School libraries are more than four walls with shelves and books. They provide launching points for self-driven inquiry and research. School libraries are hubs of learning, the heart of their school, the center of media and all educational resources: yes, books, but much more. More important than the resources, however, is the person who can show you how to best use them: the school librarian.
Although school librarians should be treated as indispensable, those who make decisions for schools may not realize their impact. From book banning to defamation lawsuits to eliminating librarians entirely, school libraries are questioned, criticized and defunded every day. As a parent who is also an educator and librarian, and for my younger self, who needed a safe space to find information, here are three things I wish parents would do to advocate for school libraries.
Get to know your school’s library.
Introduce yourself to your school’s librarian and get to know the library itself.
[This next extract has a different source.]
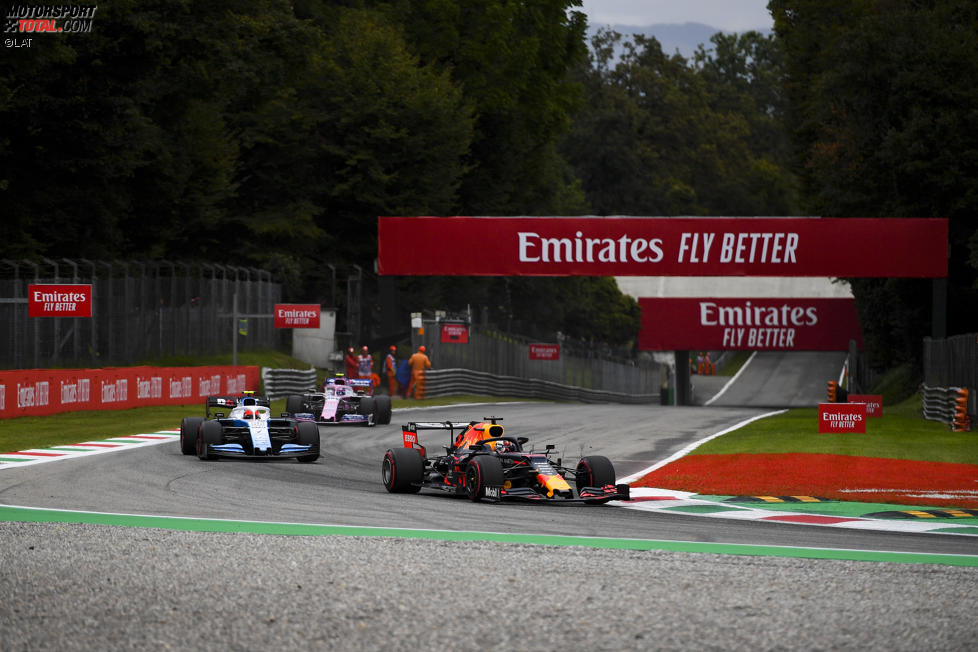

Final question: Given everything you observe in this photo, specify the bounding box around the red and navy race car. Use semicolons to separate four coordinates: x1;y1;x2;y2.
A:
381;417;629;504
You might find information on a school library’s website or library newsletter, but I recommend emailing or even coming in to say hello in person. Librarians are usually pretty friendly! Some things to think about during your inquiry:
- Do they have assistants? Multiple librarians?
- Do they have volunteers? Would they like to have more volunteers? What would they like help with?
- When do they see students?
- What are some topics they cover in their classes?
- How do they decide what books to purchase for the school?
- What is their favorite book to share with students?
By knowing a bit about how the library functions and by getting to know your librarian, you’ll be better prepared to advocate for them. Ask your child for their perspective on their school library, too. What do they like about the library? What don’t they like? Do they find cool things to read about? What would they like to see more of?
Organize your information.
Take what you learn from your school’s librarian and compare it to other schools in the district or area. If your child is in a public school, familiarize yourself with district policies around libraries. Data on school libraries and student achievement are easy to find, and there are many websites that make finding information about school libraries easy. Check out the American Library Association and the Washington Library Association for sample letters, studies and ideas for advocacy.
If you think there could be improvements made to your child’s school library, speak up! This will look different depending on the school, but from public to private school, conversations with other parents can get the ball rolling. Consider meeting with your parent association or similar group and share what you’ve found. You might meet with your school’s administrators to ask how they use their school library to support literacy, or how they view the library fitting into their school or district mission statement. You might even decide to write to your school’s administration, write an op-ed for a local paper or even run for your school board. Even better, you might decide to start a parent committee with the sole purpose of supporting your school’s library. There is power in numbers, especially when it comes to groups of parents who are advocating for their child’s education.